One thing about this album, though: it’s really commercial. Like way, way more pop even than 5150. It’s no surprise that some writers like the esteemed Martin Popoff have slagged this album. The production has an airy 80’s feel, not enough oomph. The opening track “When the Hammer Falls” is a hard rocker, but it could have been thicker with more meat. Not that it would have helped too much. The chorus on this one is pretty weak, which is too bad since the riff is good enough for rock and roll.
The second single, which Van Halen used to let Sammy play live acoustically, is “Give to Live”. Van Halen’s version can be found on 1993’s Live: Right here, right now. Hagar’s studio original is unabashedly pop, bombastic…and good. I admit I still enjoy this very cheesy ballad.

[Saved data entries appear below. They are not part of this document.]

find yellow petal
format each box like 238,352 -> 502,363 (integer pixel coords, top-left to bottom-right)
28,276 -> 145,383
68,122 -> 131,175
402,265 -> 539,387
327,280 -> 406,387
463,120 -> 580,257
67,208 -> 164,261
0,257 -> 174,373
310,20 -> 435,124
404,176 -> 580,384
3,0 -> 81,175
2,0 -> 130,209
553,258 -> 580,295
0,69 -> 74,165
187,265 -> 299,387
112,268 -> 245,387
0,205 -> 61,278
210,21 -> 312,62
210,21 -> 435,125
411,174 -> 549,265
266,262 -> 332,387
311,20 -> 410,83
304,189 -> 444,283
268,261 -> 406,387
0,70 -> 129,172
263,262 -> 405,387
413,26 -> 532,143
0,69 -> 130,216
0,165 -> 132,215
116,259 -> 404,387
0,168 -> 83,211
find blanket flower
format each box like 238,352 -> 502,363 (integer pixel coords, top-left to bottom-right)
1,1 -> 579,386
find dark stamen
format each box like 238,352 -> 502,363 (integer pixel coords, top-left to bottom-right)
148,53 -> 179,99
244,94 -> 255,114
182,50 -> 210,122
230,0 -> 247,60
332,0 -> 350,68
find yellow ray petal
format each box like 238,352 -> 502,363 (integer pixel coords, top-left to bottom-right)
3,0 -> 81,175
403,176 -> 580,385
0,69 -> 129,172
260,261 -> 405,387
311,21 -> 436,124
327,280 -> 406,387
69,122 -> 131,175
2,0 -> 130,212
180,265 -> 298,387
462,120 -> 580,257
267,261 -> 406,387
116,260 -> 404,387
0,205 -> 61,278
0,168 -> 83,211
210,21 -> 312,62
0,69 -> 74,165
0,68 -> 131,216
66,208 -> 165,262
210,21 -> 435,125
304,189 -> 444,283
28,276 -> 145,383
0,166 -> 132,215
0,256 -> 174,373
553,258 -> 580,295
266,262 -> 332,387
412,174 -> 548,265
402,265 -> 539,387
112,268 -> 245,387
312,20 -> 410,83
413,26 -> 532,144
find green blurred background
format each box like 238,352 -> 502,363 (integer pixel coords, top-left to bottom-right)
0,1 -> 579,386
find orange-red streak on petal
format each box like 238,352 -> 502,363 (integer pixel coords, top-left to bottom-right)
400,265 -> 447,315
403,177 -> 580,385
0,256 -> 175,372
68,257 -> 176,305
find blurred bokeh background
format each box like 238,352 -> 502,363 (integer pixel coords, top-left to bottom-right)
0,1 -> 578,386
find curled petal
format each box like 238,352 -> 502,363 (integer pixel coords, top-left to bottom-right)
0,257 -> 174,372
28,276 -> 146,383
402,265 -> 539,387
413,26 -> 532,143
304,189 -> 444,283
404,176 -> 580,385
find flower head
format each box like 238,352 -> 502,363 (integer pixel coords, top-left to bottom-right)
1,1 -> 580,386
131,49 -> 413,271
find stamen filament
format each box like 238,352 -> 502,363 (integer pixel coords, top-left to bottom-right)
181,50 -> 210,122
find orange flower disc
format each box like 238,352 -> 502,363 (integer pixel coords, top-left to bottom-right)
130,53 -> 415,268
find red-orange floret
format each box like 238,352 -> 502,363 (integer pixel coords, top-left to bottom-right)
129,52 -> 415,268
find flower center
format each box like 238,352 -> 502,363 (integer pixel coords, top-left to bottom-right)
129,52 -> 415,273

Hagar is rarely profound, and neither is “Give to Live”, but it’s a nice song indeed.
A shitty synth (?) horn section urinates all over “Boy’s Night Out”. Speaking of synth, “Returning Home” is all but unpalatable. This is one of Sammy’s UFO yarns, a story of a guy returning back to Earth to find it wrecked. “I saw the ruins, once the smoke cleared, once upon returning home.” It’s just sunk by all this terrible synthesizer junk and programming. The UFO has crashed into the damn mountain!

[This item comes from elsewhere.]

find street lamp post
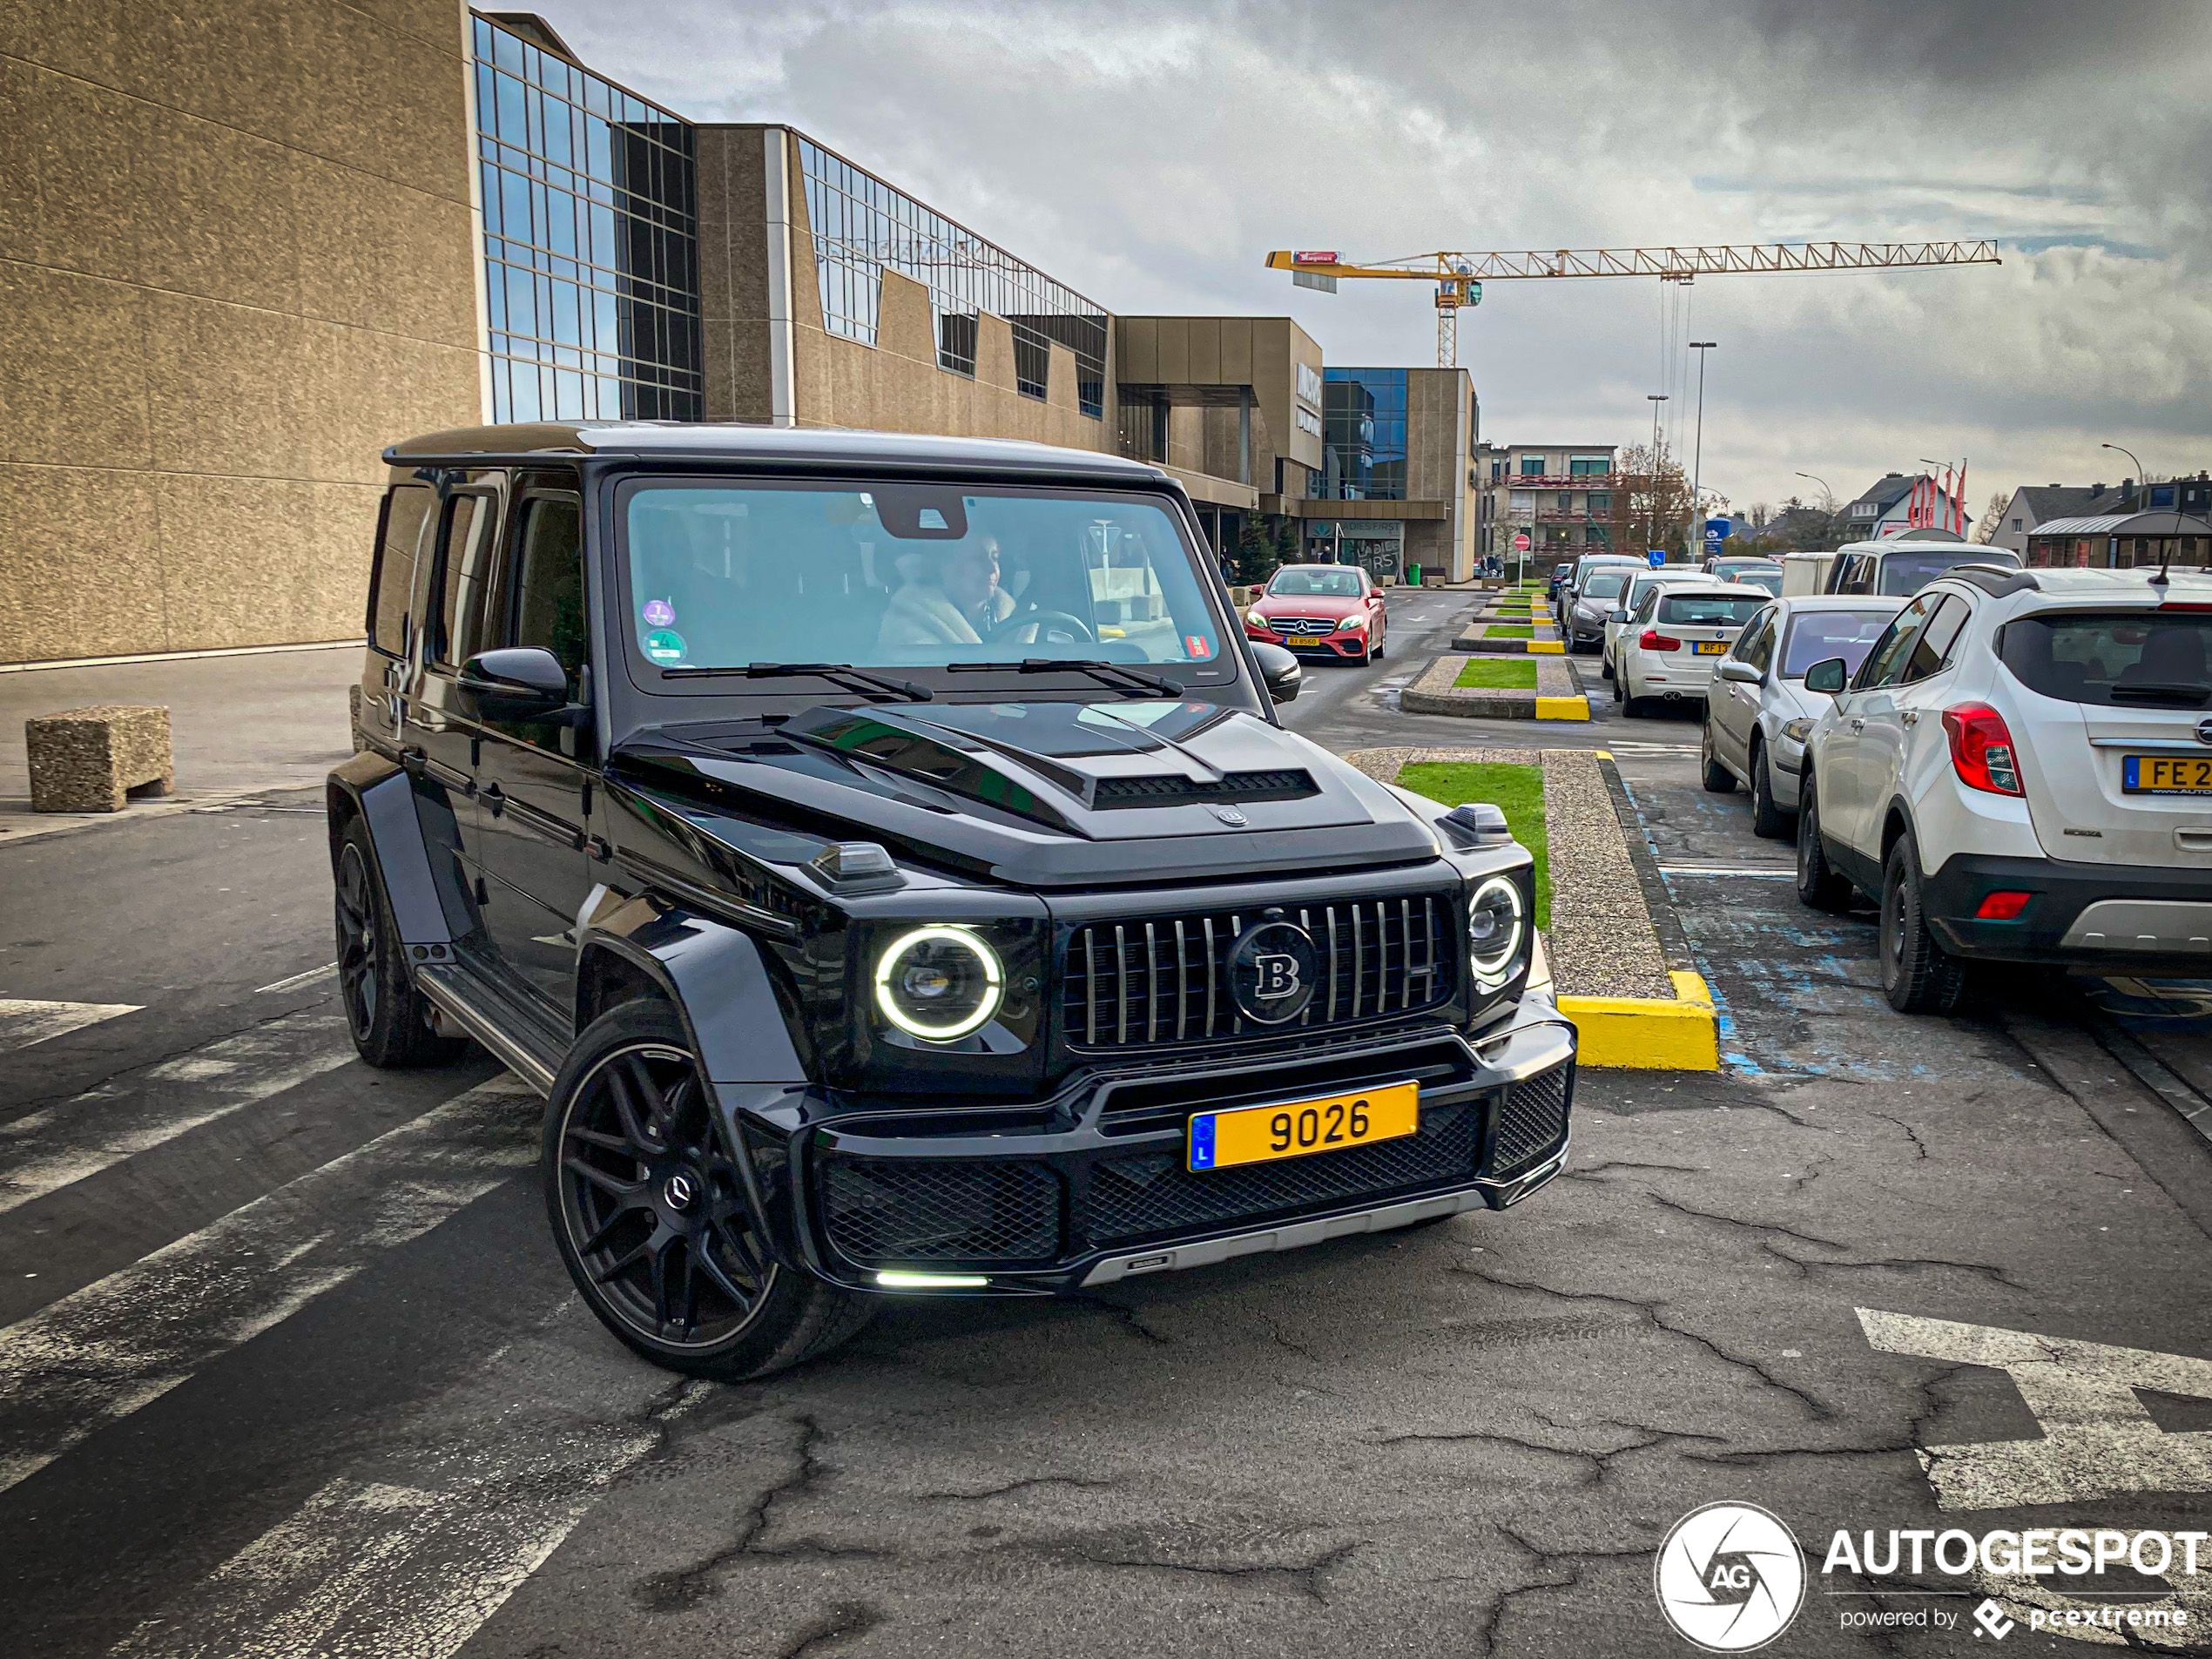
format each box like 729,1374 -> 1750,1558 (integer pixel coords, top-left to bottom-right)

The second side surprisingly opened with some blues jamming: “Standin’ at the Same Old Crossroads”. And that would be Sammy on the slide guitar. “Crossroads” leads directly into “Privacy”, a “Radar Love” re-write that is better than “Radar Love”. Maybe I’m just sick of “Radar Love”, but “Privacy” has some smoking playing on it, proving again that Hagar is actually a pretty badass soloist. Side two on a whole is actually much better than the first. “Back Into You” is a vintage-style Hagar radio rocker. Journey must have wished they wrote “Back Into You”. The keyboard overdubs aren’t necessary but hey, it was the 80’s and this is a great little AOR rocker.
Another tune that Hagar played live with Van Halen was “Eagles Fly”. He actually presented the song to the band for 5150, but it was turned down. A live Van Halen version can be found on the 1993 single for “Jump (Live)”. He did it acoustically on stage, but the studio version is bombastic and big like “Give to Live” is. It’s a pretty impressive tune, for pop rock. David Lauser’s drumming makes the song, I’m a sucker for that rat-a-tat-tat!
The album ends on a ho-hum note, the soul-funk of “What They Gonna Say Now”, sort of this album’s “Inside” to close it out. Just not good enough. If you want to hear Eddie Van Halen playing bass up close and personal, he’s very audible here, but he’s not a flash bassist. He plays with the groove for the song.
It’s tempting to think of this album as a collection of tracks that were not right for Van Halen, and that’s mostly true. A lot of it, however, just wasn’t good enough for Van Halen. “What They Gonna Say Now” could have been a Van Halen track, but it would have been the weakest tune on 5150 if so.